Friday, December 16, 2011

I'll have a fifth, please

On Thursday morning, Harris County Assistant District Attorney Rachel Palmer appeared before a grand jury looking into the troubled HPD mobile alcohol testing vans (BATmobiles). Ms. Palmer invoked her Fifth Amendment right to remain silent and refused to answer any questions.

The grand jury then filed a motion to compel with State District Judge Susan Brown. A hearing on that motion was held Thursday afternoon after which Judge Brown announced she would hear from both sides on Monday.

Now why would the ADA invoke her right to remain silent? Don't they like to tell us that an innocent person has nothing to hide? That our client had the opportunity to give his side of the story but chose not to?

And how might her answering questions incriminate her?
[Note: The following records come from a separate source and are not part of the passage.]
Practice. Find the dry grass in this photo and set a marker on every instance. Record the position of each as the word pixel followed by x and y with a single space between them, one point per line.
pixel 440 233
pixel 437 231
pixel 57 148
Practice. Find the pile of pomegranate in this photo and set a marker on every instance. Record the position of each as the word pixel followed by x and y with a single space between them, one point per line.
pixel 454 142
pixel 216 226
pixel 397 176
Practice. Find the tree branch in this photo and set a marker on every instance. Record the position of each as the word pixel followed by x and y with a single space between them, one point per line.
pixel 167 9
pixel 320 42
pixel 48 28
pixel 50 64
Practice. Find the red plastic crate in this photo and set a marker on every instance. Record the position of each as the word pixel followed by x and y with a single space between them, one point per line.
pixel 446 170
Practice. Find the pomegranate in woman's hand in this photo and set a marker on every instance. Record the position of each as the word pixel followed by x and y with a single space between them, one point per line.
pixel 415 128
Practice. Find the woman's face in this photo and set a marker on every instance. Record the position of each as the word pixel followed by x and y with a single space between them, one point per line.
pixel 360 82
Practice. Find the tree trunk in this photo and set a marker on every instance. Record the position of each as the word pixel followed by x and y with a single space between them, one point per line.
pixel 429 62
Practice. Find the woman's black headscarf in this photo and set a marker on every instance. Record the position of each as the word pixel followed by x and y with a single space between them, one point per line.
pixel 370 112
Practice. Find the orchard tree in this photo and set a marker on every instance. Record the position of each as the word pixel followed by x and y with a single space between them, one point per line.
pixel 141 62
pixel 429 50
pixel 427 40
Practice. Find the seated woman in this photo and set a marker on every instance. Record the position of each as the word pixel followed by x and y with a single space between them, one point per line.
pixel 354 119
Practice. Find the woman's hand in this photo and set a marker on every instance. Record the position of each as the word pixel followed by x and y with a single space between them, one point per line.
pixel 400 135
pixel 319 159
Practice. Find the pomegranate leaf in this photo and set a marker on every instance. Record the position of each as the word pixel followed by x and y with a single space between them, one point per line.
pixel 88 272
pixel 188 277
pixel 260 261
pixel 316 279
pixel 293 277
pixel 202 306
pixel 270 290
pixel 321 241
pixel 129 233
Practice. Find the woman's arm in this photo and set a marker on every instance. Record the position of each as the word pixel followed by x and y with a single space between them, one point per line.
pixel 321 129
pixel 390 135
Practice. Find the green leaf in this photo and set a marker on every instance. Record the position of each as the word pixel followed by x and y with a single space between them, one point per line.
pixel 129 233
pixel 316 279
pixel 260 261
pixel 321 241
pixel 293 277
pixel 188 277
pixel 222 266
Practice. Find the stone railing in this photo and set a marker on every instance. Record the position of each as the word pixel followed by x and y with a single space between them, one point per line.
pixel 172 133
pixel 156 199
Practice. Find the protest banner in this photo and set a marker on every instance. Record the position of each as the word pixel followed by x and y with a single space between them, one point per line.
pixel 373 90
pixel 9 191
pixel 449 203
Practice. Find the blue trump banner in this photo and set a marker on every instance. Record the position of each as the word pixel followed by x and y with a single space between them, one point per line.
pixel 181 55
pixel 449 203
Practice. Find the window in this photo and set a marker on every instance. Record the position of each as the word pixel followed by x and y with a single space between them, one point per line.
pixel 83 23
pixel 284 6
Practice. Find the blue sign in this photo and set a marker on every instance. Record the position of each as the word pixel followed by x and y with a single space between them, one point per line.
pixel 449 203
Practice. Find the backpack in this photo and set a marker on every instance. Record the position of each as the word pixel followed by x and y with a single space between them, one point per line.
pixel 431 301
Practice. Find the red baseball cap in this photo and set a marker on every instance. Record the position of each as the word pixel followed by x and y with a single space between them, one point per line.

Did the Harris County DA's Office know about the problems with the BATmobiles? Did prosecutors provide that information to defense attorneys? Were prosecutors aware they were putting on perjured testimony regarding the reliability of the breath test machines in the vans? Did the DA's Office prosecute motorists knowing that the "evidence" upon which they relied was faulty?

However this shakes out, it's a black eye for Harris County DA Pat Lykos. It doesn't look good when a prosecutor refuses to answer questions from a grand jury investigating the conduct of both the police and the DA's Office.

I just wonder if the DA's Office is so hell bent on prosecuting DWI's that they will violate the law in so doing, what do they do on more serious cases?

See also:

"Your Fifth Amendment at work," Defending People (12/15/11)
"Motion to compel," Life at the Harris County Criminal Justice Center (12/15/11)


Unknown said...

In DUI cases it appears to be frequently forgotten that the police and prosecutors job is to advocate for justice not victory. In Florida FDLE has been on a MADD dash to conceal that 40% of the breath test machines were improperly measuring sample volume. Other states have decided to order the machines without the ability to obtain breath test sample volume. Agencies are moving away from videoing arrests. This is all based on the fact that if the jury could see the video or the inaccuracies (the truth) they might not convict. Daytona Beach DUI Attorney

Paul B. Kennedy said...


Thanks for the comment. Please don't spam your comment with links. I'm running it this time because you had something of substance to add to the discussion.